All the bone if your dog eats any of it might make for interesting soft bone poop. Max just got irritated at the skin he couldn't get through and sort of squeezed out the round bones and hid them in the towel he was eating on. Since there isn't a whole lot of iron and such poop tends to be light colored and oddly sometimes too much bone makes for lots of soft poop.

Treat it as part of his regular meal rather than a chew as they are a lot of food. 100 grams is 200 calories and a whole foot around here is a pound if I am remembering correctly so about 900 calories.


----------



## Salina (Sep 2, 2012)

i love raw pig ears. they are a great chew treat. i guess you could dehydrate those as well.


----------



## mrgoodkat (Oct 21, 2012)

Thanks for the all the Tips. 
I'm going to try to get some cheap tendons.

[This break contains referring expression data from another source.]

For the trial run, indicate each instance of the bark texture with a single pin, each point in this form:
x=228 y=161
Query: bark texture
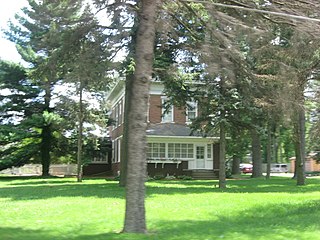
x=256 y=154
x=222 y=157
x=136 y=173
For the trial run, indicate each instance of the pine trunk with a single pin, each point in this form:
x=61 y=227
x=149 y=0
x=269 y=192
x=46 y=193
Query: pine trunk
x=299 y=128
x=80 y=132
x=256 y=154
x=236 y=165
x=269 y=151
x=124 y=142
x=136 y=172
x=222 y=157
x=46 y=135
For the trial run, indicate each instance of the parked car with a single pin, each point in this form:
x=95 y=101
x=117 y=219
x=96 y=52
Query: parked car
x=246 y=168
x=279 y=168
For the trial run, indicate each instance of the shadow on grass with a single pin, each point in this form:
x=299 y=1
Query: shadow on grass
x=30 y=189
x=283 y=221
x=32 y=192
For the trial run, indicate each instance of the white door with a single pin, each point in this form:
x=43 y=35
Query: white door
x=200 y=157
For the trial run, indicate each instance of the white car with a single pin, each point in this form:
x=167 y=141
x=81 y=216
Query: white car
x=279 y=168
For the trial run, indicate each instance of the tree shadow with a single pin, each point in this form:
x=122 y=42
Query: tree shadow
x=278 y=185
x=283 y=221
x=46 y=191
x=50 y=188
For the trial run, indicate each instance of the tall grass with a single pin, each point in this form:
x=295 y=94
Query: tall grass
x=61 y=208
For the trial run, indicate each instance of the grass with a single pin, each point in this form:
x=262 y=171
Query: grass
x=61 y=208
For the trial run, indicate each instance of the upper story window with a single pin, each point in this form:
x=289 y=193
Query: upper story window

I found that there are already companies making tried cow ears as dog treats. But why are they all white? Do they bleach them before drying? I imagined them to be just dried cow ears, including the hairs and stuff.
Not sure I want to buy pre-made ears if they are bleached.










Sent from Petguide.com Free App


----------



## Flaming (Feb 2, 2013)

mrgoodkat said:


> Thanks for the all the Tips.
> I'm going to try to get some cheap tendons.
> 
> I found that there are already companies making tried cow ears as dog treats. But why are they all white? Do they bleach them before drying? I imagined them to be just dried cow ears, including the hairs and stuff.
> ...



The cow ears I buy are yellow-brown in colours, and usually have fur and all still on them. So I would assume that white ones are bleached.


----------



## gingerkid (Jul 11, 2012)

We went to the Asian market and they just happened to have lengths of beef digit tendons that were 6-8" long. It took FOREVER (6+ hours at 170F). I didn't take before photos, but here are some after shots. They shrank quite a bit. I'm trying to figure out for next time if there is some way I can tie them to the rack so they can't shrink quite as much. They're not so small that I feel unsafe giving them to Snowball, but I wish they were a bit bigger.


----------



## Kathyy (Jun 15, 2008)

Try splitting them lengthwise into a V shape before drying? Been a while, don't remember the tendons I had shrinking lengthwise, only crossways but they were quite long to begin with so wasn't too concerned about it at the time. Too bad they came out so short after all that work. The raw tendons I have seen at stores were much shorter and I never would have tried to dry those, you found some nice long ones.


----------



## Canyx (Jul 1, 2011)

Baked sweet potato.


----------



## doggiepop (Feb 27, 2014)

take a sweet potato and cut it up. place on a sheet pan
with parchment paper. place in the oven at 190 degrees.
cook for 6 to 8 hours. when done place in a bowl, no cover.


----------



## gingerkid (Jul 11, 2012)

Kathyy said:


> Try splitting them lengthwise into a V shape before drying? Been a while, don't remember the tendons I had shrinking lengthwise, only crossways but they were quite long to begin with so wasn't too concerned about it at the time. Too bad they came out so short after all that work. The raw tendons I have seen at stores were much shorter and I never would have tried to dry those, you found some nice long ones.


Yeah.  I might try again to see if I can decrease the amount of shrinkage through various methods; I also didn't trim any of the fascia off the tendons and I wonder if that had something to do with it. Thankfully Snowball is small enough that I have no real concerns about their size, and if I give them frozen they last a good few minutes.


----------